How does one implement weak references with Boehm GC?


I have a personal project which I implement using the Boehm GC. I need to implement a sort of event type, which should hold references to other events. But I also need to ensure that the events pointed to are still collectable, thus I need weak references for this.

Let's say we have events A, B and C. I configure these events to signal event X whenever any of them is signaled. This means A, B and C must hold a reference to event X. What I want is that if event X is unreachable the events A, B and C don't need to signal it anymore. Thus a weak reference is what I thought of.

Is there any other way to do this? I don't want to change the GC but if necessary (the allocation interface remains clean) I could.

The project is written in C. If need be, I will provide more info. Notably, if there is any way to implement such events directly with this semantics, there's no need for actual weak references (events MAY have a reference cycle though while they are not signaled).


Solution

  • The Boehm GC does not have a concept of weak references per se. However, it does not scan memory allocated by the system malloc for references to managed objects, so pointers stored in such memory do not prevent the pointed-to object from being collected. Of course, that approach means that the objects containing the pointers will not be managed by the collector.

    Alternatively, it should be possible to abuse GC_MALLOC_ATOMIC() or GC_malloc_explicitly_typed() to obtain a managed object that can contain pointers to other managed objects without preventing those other objects from being collected. That involves basically lying to GC about whether some members are pointers, so as to prevent them from being scanned.

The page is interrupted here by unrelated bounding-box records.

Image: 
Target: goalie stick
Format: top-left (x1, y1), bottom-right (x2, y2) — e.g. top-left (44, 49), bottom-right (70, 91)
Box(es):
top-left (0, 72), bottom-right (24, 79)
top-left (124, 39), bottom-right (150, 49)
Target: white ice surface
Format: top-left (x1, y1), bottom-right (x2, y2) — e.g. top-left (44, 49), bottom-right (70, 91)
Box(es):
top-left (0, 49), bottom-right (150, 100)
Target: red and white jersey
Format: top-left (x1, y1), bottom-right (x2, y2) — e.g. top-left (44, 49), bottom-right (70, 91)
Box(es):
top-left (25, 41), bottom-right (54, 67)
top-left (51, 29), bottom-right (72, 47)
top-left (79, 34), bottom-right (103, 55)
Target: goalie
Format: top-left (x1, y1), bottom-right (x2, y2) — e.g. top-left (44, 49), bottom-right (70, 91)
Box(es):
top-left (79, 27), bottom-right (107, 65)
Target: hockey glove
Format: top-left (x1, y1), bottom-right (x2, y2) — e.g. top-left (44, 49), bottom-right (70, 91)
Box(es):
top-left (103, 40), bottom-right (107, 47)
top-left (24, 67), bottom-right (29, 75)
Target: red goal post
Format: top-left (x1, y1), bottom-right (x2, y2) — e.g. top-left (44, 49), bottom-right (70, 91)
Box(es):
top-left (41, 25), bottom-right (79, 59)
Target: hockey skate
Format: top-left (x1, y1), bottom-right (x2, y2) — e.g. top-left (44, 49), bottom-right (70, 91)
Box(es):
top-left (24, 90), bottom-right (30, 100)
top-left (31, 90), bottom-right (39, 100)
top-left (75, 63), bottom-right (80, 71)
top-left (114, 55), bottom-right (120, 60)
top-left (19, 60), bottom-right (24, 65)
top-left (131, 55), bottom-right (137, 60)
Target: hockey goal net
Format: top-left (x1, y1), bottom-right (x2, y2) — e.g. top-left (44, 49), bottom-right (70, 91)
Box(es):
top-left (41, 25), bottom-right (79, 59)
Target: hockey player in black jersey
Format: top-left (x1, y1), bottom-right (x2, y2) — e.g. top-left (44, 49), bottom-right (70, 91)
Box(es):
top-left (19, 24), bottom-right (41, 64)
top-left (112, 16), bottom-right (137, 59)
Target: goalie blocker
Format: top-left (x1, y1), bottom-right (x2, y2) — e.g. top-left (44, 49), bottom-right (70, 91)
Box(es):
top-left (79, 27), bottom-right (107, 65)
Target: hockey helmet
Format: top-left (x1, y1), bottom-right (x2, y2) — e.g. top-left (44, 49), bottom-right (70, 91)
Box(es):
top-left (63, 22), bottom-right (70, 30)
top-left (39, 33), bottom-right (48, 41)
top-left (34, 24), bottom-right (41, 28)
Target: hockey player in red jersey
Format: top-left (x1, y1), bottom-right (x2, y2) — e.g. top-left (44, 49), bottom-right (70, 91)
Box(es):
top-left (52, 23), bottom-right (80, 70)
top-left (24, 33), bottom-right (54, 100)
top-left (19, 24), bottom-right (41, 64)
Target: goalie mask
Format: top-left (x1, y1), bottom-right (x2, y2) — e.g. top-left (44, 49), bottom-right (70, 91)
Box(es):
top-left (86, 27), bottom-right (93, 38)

    Either way, you also require some mechanism for receiving notice when weakly-referenced objects are collected, so as to avoid attempting to access them afterward. GC has an interface for registering finalizer callbacks to be invoked before an object is collected, and that looks like your best available option for the purpose.

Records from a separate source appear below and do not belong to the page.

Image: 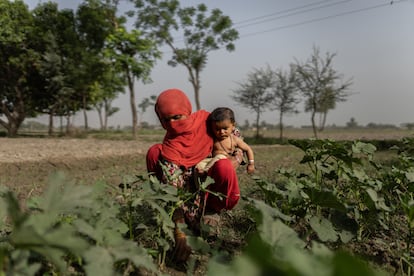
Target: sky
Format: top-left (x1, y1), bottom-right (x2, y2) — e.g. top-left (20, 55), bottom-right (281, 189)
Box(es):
top-left (25, 0), bottom-right (414, 127)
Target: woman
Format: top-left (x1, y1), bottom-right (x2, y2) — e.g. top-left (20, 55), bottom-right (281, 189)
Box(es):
top-left (146, 89), bottom-right (242, 260)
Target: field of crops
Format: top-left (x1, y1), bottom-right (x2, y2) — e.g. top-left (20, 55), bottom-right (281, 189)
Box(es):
top-left (0, 130), bottom-right (414, 275)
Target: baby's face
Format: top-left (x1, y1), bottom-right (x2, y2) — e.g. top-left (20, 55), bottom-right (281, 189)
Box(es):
top-left (211, 120), bottom-right (234, 140)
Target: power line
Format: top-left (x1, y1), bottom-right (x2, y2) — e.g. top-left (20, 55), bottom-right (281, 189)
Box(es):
top-left (241, 0), bottom-right (408, 37)
top-left (235, 0), bottom-right (352, 29)
top-left (234, 0), bottom-right (330, 25)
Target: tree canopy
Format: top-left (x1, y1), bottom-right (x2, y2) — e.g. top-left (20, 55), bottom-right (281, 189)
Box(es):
top-left (133, 0), bottom-right (239, 110)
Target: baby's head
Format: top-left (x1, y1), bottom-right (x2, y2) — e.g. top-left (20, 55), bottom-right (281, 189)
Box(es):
top-left (209, 107), bottom-right (236, 124)
top-left (208, 107), bottom-right (236, 140)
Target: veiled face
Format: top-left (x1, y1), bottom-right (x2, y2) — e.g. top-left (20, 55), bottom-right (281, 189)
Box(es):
top-left (211, 120), bottom-right (234, 141)
top-left (155, 89), bottom-right (192, 130)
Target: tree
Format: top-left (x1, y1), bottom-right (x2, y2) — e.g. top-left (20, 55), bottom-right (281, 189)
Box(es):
top-left (31, 2), bottom-right (85, 134)
top-left (0, 0), bottom-right (40, 136)
top-left (134, 0), bottom-right (239, 110)
top-left (138, 95), bottom-right (157, 128)
top-left (107, 27), bottom-right (160, 138)
top-left (76, 0), bottom-right (120, 129)
top-left (232, 67), bottom-right (275, 138)
top-left (294, 47), bottom-right (352, 138)
top-left (272, 66), bottom-right (299, 140)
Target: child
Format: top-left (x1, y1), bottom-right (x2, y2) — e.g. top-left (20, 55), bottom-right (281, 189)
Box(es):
top-left (197, 107), bottom-right (255, 174)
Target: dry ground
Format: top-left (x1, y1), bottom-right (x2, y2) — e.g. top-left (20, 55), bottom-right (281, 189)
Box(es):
top-left (0, 138), bottom-right (151, 199)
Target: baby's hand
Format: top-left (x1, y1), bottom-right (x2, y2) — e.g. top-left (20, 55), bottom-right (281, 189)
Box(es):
top-left (247, 163), bottom-right (255, 174)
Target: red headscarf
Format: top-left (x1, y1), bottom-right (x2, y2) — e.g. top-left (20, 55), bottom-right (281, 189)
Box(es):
top-left (155, 89), bottom-right (213, 168)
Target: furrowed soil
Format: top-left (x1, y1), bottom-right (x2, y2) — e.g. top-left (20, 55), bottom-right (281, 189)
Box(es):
top-left (0, 138), bottom-right (153, 199)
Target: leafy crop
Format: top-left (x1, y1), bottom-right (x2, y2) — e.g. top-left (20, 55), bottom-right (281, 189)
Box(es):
top-left (0, 140), bottom-right (414, 276)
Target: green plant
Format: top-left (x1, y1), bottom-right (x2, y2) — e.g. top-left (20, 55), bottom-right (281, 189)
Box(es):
top-left (0, 174), bottom-right (155, 275)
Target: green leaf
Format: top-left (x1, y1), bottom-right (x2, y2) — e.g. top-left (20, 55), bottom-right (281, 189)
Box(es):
top-left (304, 188), bottom-right (347, 212)
top-left (332, 252), bottom-right (378, 276)
top-left (309, 216), bottom-right (338, 242)
top-left (84, 246), bottom-right (116, 276)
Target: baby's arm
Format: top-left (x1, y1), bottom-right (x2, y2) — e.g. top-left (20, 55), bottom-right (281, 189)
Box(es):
top-left (234, 136), bottom-right (255, 173)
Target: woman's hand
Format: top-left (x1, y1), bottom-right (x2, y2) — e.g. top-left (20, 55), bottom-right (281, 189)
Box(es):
top-left (229, 149), bottom-right (243, 169)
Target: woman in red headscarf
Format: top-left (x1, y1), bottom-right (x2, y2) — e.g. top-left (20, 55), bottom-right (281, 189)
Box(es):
top-left (146, 89), bottom-right (241, 260)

    Overall, I think what you're asking for is doable, but with a lot of DIY involved. At a high level,

    • use GC_MALLOC_ATOMIC() to allocate a wrapper object around a pointer to the weakly referenced object. Allocating it this way allows the wrapper to itself be managed by GC, without the pointer within being scanned during GC's reachability analyses.
    • use GC_register_finalizer to register a finalizer function that sets the wrapper's pointer to NULL when GC decides that the pointed-to object is inaccessible.
    • users of the wrapper are obligated to check whether the pointer within is NULL before attempting to dereference it.